The internet can be a great resource for everyone. Using a quick Google search, you can find information on just about any subject your mind can think of. But this convenience is also a double-edged sword. Now that kids have more access than ever to the world wide web, it’s becoming increasingly difficult to keep them safe. Everything from inappropriate content to online child predators pose a constant danger.
The good news is that there are steps you can take to minimize the risk to your kids while they’re online and keep your kids safe on the world wide web.
- Monitor your child’s online activity. This can be something as simple as making them surf the web in a shared space in the house, like a living room or kitchen, where you can easily keep an eye on them. Never let them go online when they’re alone or you’re not around to supervise.
- Use website blocking software to filter inappropriate websites. There is a lot of different software on the market geared toward making the internet a safer place for kids. Most of this software will block websites deemed inappropriate for your child’s age group. You can also add websites that the software doesn’t block automatically. Also, try to get software that also gives you a browsing history of your child’s online activity so you know exactly what they’ve been doing.
- Keep them off social media. While social media websites are great to keep in touch with friends, family, and network with new people, they are not safe for kids. Child predators lurk on these social media websites and can easily victimize kids. And children posting personal information about themselves also risks real-world stalking and harassment. Also, most social media websites will not let anyone under the age of 13 create an account.
- Place a limit on how long your child can be online. No child should spend their days surfing the web. The longer they are online for, the much more likely they are to get into trouble. Place a time limit, even if it’s only ten to twenty minutes on weekdays and a little longer on weekends. Obviously, exceptions will need to be made for school assignments and other projects. If you are going to give them a lot of time online, stipulate that much of it must be spent on educational websites or watching educational/kid-oriented videos.
- Talk to your child.
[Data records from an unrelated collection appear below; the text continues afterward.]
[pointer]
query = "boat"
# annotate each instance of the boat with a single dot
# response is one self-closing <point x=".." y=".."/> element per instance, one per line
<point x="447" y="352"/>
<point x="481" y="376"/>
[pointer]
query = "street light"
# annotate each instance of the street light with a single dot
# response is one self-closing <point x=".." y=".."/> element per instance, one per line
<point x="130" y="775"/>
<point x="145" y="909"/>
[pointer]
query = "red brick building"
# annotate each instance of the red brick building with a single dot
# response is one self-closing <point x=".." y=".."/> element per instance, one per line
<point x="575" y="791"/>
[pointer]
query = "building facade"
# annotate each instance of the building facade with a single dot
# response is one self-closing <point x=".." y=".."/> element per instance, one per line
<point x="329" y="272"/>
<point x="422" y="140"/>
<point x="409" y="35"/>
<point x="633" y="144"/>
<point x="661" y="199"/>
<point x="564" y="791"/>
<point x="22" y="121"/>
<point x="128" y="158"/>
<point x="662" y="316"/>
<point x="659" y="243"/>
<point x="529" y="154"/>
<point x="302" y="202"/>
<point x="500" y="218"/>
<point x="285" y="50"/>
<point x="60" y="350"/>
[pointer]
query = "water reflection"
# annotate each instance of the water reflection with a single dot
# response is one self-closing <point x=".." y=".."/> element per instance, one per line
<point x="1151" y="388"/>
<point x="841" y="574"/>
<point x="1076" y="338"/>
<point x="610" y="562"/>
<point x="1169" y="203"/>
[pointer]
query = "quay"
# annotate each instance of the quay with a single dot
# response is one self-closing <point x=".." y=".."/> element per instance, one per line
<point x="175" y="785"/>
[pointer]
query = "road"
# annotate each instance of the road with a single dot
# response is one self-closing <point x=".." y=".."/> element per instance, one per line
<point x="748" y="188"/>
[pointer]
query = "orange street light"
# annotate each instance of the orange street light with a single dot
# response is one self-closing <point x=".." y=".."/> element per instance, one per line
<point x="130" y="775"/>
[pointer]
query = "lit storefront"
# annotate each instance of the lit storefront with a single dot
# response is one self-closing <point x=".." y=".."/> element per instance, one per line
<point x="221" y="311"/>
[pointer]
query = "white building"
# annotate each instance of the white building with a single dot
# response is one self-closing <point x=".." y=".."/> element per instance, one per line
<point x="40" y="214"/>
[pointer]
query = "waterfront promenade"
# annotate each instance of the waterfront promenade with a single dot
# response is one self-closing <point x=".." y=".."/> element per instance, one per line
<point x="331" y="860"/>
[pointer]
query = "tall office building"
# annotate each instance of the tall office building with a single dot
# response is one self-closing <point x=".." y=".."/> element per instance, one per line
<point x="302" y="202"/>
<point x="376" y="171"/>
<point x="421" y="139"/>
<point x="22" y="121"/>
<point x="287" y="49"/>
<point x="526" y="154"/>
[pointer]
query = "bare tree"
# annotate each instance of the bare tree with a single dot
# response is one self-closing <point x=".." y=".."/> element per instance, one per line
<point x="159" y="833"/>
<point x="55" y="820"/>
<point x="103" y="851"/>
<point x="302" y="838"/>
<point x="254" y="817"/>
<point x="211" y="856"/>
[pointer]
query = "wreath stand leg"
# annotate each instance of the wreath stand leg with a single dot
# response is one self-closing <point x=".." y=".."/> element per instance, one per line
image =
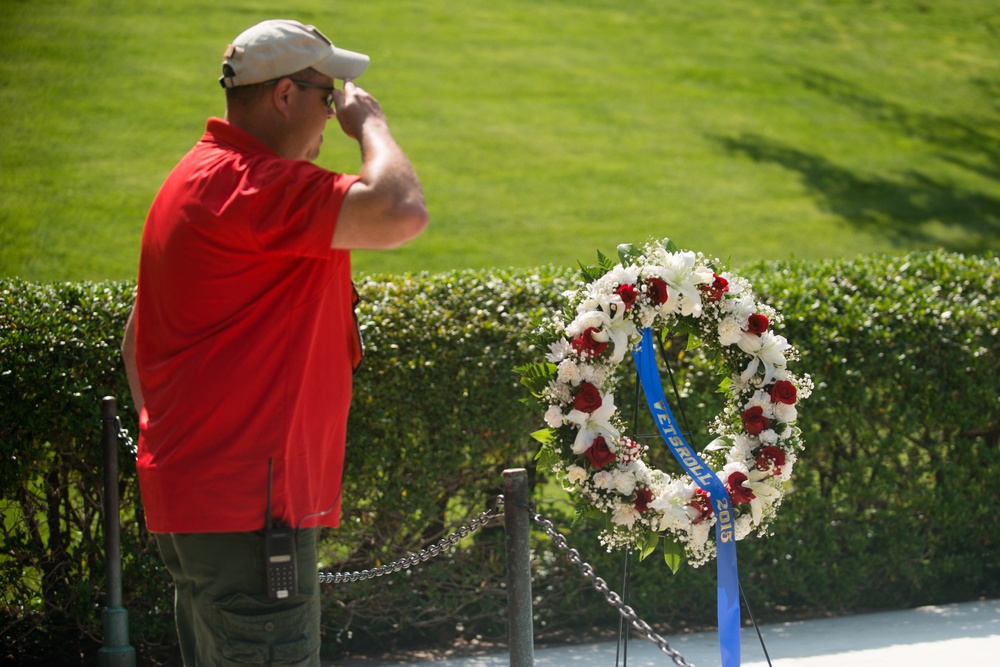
<point x="623" y="631"/>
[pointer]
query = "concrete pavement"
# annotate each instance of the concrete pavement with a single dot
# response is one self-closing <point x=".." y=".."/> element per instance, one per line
<point x="966" y="634"/>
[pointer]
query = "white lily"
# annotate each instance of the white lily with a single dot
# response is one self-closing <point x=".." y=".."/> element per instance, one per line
<point x="614" y="328"/>
<point x="683" y="276"/>
<point x="764" y="493"/>
<point x="593" y="424"/>
<point x="767" y="349"/>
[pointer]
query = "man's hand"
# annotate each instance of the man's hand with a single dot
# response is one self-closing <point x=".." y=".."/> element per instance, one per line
<point x="354" y="108"/>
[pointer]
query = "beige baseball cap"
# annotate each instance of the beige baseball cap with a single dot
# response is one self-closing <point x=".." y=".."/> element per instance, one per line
<point x="279" y="47"/>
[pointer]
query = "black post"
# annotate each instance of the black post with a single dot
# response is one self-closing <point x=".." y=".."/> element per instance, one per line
<point x="116" y="652"/>
<point x="519" y="614"/>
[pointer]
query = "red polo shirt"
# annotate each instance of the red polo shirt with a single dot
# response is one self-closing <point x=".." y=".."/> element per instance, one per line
<point x="245" y="340"/>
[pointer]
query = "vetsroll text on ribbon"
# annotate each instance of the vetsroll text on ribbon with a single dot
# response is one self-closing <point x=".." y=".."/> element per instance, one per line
<point x="701" y="473"/>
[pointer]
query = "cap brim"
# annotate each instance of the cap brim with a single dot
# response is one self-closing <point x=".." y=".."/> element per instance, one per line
<point x="343" y="64"/>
Communication is key and can prevent many problems from arising in the first place. Give them clear rules they must follow when online and don’t waver from those rules. Tell them that you’re looking out for their safety so they know you’re not just trying to be mean. If you’re consistent with rule enforcement and talk to your child about their online activities, you’ll find they’ll have a much better chance of staying safe.
While there is no guaranteed way to keep every child safe on the world wide web, being proactive can minimize a lot of risks. Just communicating with your child and monitoring their web browsing can keep them safe in most circumstances. As your child gets older and matures, you can slowly loosen up the rules as needed to give them more freedom. However, that doesn’t mean you shouldn’t worry about how they’re spending their time online. Stay vigilant.